At the November AIChE Conference, undergraduate student Hansen Mou accepted the Donald F. Othmer Sophomore Academic Excellence Award. The Donald F. Othmer Sophomore Academic Excellence Award is presented to one AIChE student member in each student chapter who has attained the highest scholastic grade-point average during his/her freshman and sophomore years, on recommendation of the Student Chapter Advisor.
In addition to this achievement, Mou won second place for his poster presentation at the 2017 National AICHE Meeting. He took part in the Materials section of the competition, which had 90 posters competing. The poster was titled “Reinforcement of Magnesium Oxychloride Cement Composites Using Short Carbon and Aramid Fibers.”
Mou is an extremely involved undergraduate student in our department, with his leadership in the AICHE chapter, ChemE Car Team Captain, and International REU in Germany on Alternative Energy this past summer. For the last two years, Mou has been working with Dr. Chris Kitchens and his research group. Their research has focused on the reinforcement of a type of cement material called magnesium oxychloride cement, or MOC for short. This type of cement is of interest because it is overall stronger and exhibits better insulation and fire resistance properties as compared with the more common Portland cement. The current industry standard for strengthening this material is through adding woven glass fibers to the outside of a block of MOC. However, since this method requires this material to take the form of rectangular blocks, his team investigated adding fibers within the cement itself, hoping to open up more possible uses for this material while still reinforcing it.

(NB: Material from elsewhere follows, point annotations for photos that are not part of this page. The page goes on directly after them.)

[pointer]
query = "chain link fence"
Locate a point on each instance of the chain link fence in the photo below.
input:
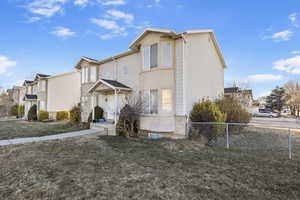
(259, 140)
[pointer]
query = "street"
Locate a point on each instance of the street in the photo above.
(276, 122)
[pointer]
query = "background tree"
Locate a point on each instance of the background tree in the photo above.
(293, 97)
(277, 99)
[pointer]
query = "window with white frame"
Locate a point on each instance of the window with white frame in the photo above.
(93, 74)
(42, 105)
(166, 100)
(154, 101)
(42, 86)
(125, 69)
(150, 57)
(88, 74)
(167, 54)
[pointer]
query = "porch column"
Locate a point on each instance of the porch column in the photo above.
(116, 106)
(93, 106)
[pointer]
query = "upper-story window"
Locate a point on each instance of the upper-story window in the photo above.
(150, 58)
(150, 55)
(34, 89)
(42, 86)
(88, 74)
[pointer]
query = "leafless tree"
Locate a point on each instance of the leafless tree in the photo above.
(129, 119)
(293, 97)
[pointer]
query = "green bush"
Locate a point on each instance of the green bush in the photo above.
(75, 114)
(32, 113)
(234, 111)
(21, 111)
(98, 112)
(43, 115)
(14, 110)
(207, 111)
(90, 118)
(62, 115)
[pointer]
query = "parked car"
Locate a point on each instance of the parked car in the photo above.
(265, 113)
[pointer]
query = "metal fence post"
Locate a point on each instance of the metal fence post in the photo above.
(227, 137)
(290, 144)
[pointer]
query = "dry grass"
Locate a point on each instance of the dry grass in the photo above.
(22, 129)
(93, 167)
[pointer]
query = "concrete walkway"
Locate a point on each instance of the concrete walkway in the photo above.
(49, 137)
(5, 119)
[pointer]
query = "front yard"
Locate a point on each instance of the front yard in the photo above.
(23, 129)
(93, 167)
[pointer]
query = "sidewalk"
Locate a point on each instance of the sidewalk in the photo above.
(50, 137)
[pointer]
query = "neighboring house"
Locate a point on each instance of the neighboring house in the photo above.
(52, 93)
(171, 71)
(244, 96)
(63, 92)
(30, 97)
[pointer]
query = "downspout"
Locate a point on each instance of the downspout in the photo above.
(183, 73)
(184, 41)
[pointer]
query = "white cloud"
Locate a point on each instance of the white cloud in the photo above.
(107, 24)
(63, 32)
(289, 65)
(46, 8)
(81, 3)
(114, 28)
(283, 35)
(112, 2)
(5, 63)
(116, 14)
(33, 19)
(264, 77)
(294, 19)
(295, 52)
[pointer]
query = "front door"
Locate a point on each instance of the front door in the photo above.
(110, 107)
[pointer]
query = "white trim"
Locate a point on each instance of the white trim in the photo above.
(107, 84)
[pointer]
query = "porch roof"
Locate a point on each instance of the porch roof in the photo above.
(114, 85)
(30, 97)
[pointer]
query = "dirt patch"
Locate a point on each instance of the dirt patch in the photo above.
(92, 167)
(23, 129)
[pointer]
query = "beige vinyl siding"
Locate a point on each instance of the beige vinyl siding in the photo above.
(63, 92)
(179, 77)
(203, 71)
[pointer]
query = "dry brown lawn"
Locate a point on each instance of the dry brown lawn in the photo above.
(23, 129)
(93, 167)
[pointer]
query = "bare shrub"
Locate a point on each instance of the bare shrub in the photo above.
(129, 119)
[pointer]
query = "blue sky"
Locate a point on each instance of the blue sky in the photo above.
(260, 40)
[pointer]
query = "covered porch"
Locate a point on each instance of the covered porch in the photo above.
(110, 95)
(29, 100)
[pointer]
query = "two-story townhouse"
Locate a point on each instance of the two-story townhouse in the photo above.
(170, 70)
(30, 97)
(52, 93)
(63, 92)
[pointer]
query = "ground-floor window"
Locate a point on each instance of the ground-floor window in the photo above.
(42, 105)
(166, 100)
(154, 101)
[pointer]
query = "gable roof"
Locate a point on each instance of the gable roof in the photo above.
(134, 44)
(37, 76)
(115, 85)
(30, 97)
(27, 82)
(84, 58)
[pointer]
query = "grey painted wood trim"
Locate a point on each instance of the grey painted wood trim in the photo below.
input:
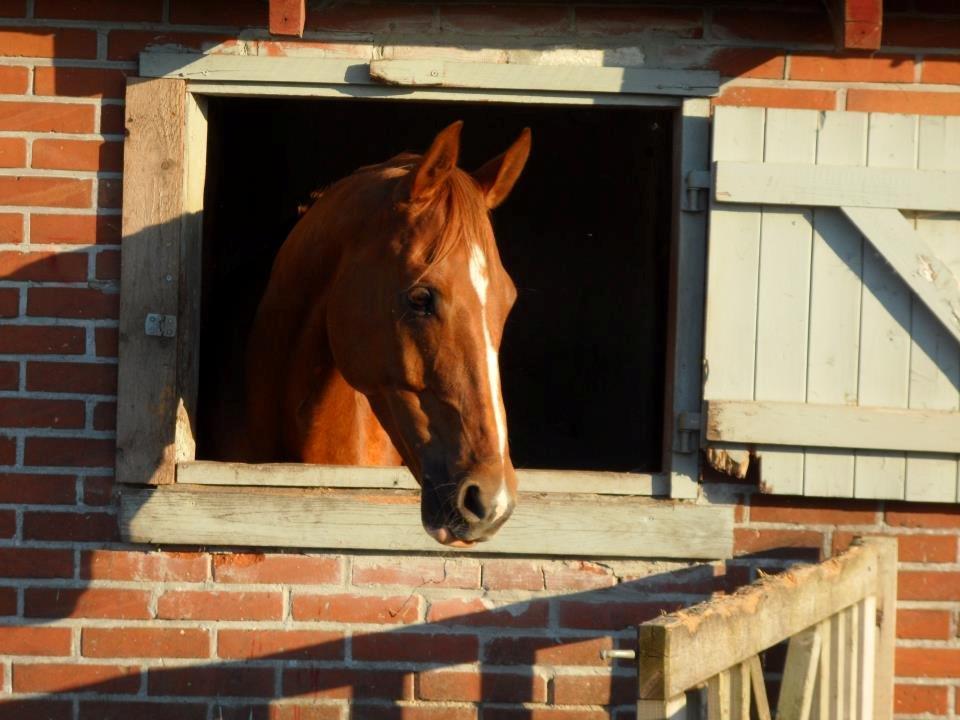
(428, 73)
(840, 426)
(202, 472)
(836, 185)
(583, 525)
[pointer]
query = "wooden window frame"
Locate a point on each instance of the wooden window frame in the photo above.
(202, 502)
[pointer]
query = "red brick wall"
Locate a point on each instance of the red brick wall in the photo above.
(92, 629)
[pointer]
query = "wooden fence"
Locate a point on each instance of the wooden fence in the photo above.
(839, 617)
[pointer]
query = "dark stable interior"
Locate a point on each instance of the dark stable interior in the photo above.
(585, 236)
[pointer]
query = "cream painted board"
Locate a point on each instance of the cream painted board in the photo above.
(786, 183)
(416, 73)
(390, 520)
(838, 426)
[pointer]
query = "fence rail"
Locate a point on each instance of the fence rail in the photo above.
(839, 618)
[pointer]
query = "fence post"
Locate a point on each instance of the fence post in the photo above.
(886, 548)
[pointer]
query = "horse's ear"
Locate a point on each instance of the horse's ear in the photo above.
(497, 177)
(437, 162)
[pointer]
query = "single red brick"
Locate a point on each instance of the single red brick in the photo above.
(46, 117)
(112, 121)
(852, 69)
(941, 70)
(94, 378)
(923, 624)
(120, 679)
(520, 650)
(610, 614)
(78, 155)
(923, 515)
(35, 563)
(109, 10)
(923, 32)
(110, 195)
(778, 97)
(70, 452)
(211, 681)
(919, 699)
(42, 339)
(13, 153)
(228, 13)
(474, 612)
(45, 191)
(72, 303)
(899, 101)
(512, 575)
(410, 647)
(927, 662)
(105, 416)
(107, 710)
(128, 44)
(9, 302)
(772, 27)
(594, 689)
(803, 511)
(9, 375)
(488, 687)
(777, 543)
(106, 341)
(80, 82)
(24, 488)
(43, 266)
(87, 602)
(75, 229)
(927, 585)
(27, 412)
(215, 605)
(414, 572)
(48, 42)
(608, 21)
(11, 228)
(288, 569)
(34, 640)
(339, 683)
(374, 609)
(14, 80)
(138, 566)
(280, 644)
(145, 642)
(372, 18)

Mou tried several types of fibers at different amounts, and narrowed it down to standard modulus carbon fiber, intermediate modulus carbon fiber, and aramid fiber, as listed on his poster (modulus refers to stiffness, so intermediate modulus fiber is stiffer than standard modulus fiber). Among those, he found that the most reinforcement came from adding 0.3% weight of intermediate modulus carbon fiber, increasing the flexural strength of cement by 21.4%.